Regulations on specific product groups such as biocide,plant protection products, pharmaceuticals and veterinary medicines also include a PBT/vPvB assessment.

International treaties

Similar assessments with similar criteria are also carried out in other international platforms, such as:

  • United Nations Environment Programme (UNEP). This is stipulated in the Stockholm Convention and has its own system to identify these types of substances, referred to as Persistent Organic Pollutants (POP). The criteria for this are set out in Annex D..
  • the POP protocol United Nations Economic Commission for Europe (UNECE)
  • the OSPAR Convention(. Also OSPAR has its own criteria to identify PBT substances.

Read more about the The Stockholm Treaty (Dutch).
Read more about the OSPAR list of Substances of Possible Concern.


If a substance is labelled as PBT/vPvB under the REACH Regulation, companies must take adequate measures. In addition, European governments can ban substances, or place them under a strict authorization regime, or impose restrictions on the use of a substance. These processes are carried out by the European Chemicals Agency (ECHA). Read more about REACH autorisation and restriction.

Process of PBT assessment

The REACH criteria are explained in the "Guidance on information requirements and chemical safety assessment, Chapter R.11". It explains in detail how the various data should be interacted in order to arrive at a conclusion for the endpoints P, B and T. 


Often, not all the data for that assessment are available. For that reason, criteria have been established, which allow for an initial assessment. If a substance does not meet these screening criteria, it is very likely that the substance is not PBT or vPvB.

Information that cannot be directly compared with the criteria

Within REACH, there is an obligation to include all available information in a PBT/vPvB assessment. Not all information can be directly compared with the numerical criteria, but it may be that this kind of information shows that the substance poses a concern for PBT. An example of this is the perfluorinated compounds, which have been assessed as bioaccumulative in humans due to their long half-lives.

Further assessment

If the substance does meet the screening criteria, further testing may be required to verify whether the substance is truly PBT or vPvB.
The full PBT assessment consists of two steps:
1.    identification of PBT substances
2.    evaluation of the sources and main emission pathways to the environment.
In this way, the most appropriate and effective measures can be taken to reduce the emissions of PBT substances into the environment.

Screening tool

RIVM has developed a screening method(PDF)  to identify substances that may have PBT/vPvB properties as early as possible. The screening methode is based on a model that uses structure activity relatonships. The method scores substances between 0 (low PBT potential) and 1 (very high PBT potential) based on modelled data. If the PBT/vPvB tool shows a score of 0.33 or higher, this is a signal that this substance has possible PBT properties. The PBT & PMT-screening tool can be used be risk assessors, drinking water suppliers, industry and others for screening substances for possible PBT or PMT concern. Permit officers can use the score as a first indication and as a basis to start a conversation with the company or to ask RIVM for further assessment. 
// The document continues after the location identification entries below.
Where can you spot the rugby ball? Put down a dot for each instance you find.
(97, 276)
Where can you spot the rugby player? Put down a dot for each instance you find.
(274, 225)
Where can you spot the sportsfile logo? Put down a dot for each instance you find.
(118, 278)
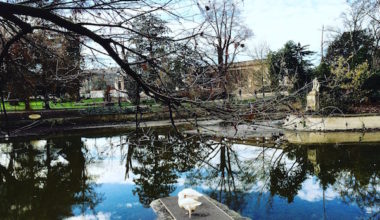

Currently, about  6000 substances have been screened usint the screening method. The results are available via the PBT & PMT screening tool where substances can be found using the CAS Chemical Abstracts Service (Chemical Abstracts Service)-number. A brief explanation can be found in the model description of the PBT & PMT screeningstool.


The results of the PBT & PMT screening tool provide a prediction of potential PBT or PMT properties. A low score does not necessarily mean that there is no PBT, PMT or other  (eco)toxicological concern. Conversely, a high score does not necessarily mean that a PBT or PMT criteria are fulfilled. It is a trigger to further evaluate a substance.  New knowledge or insights can lead to changes and updates of the tool. Changes to a new version will be published on this website.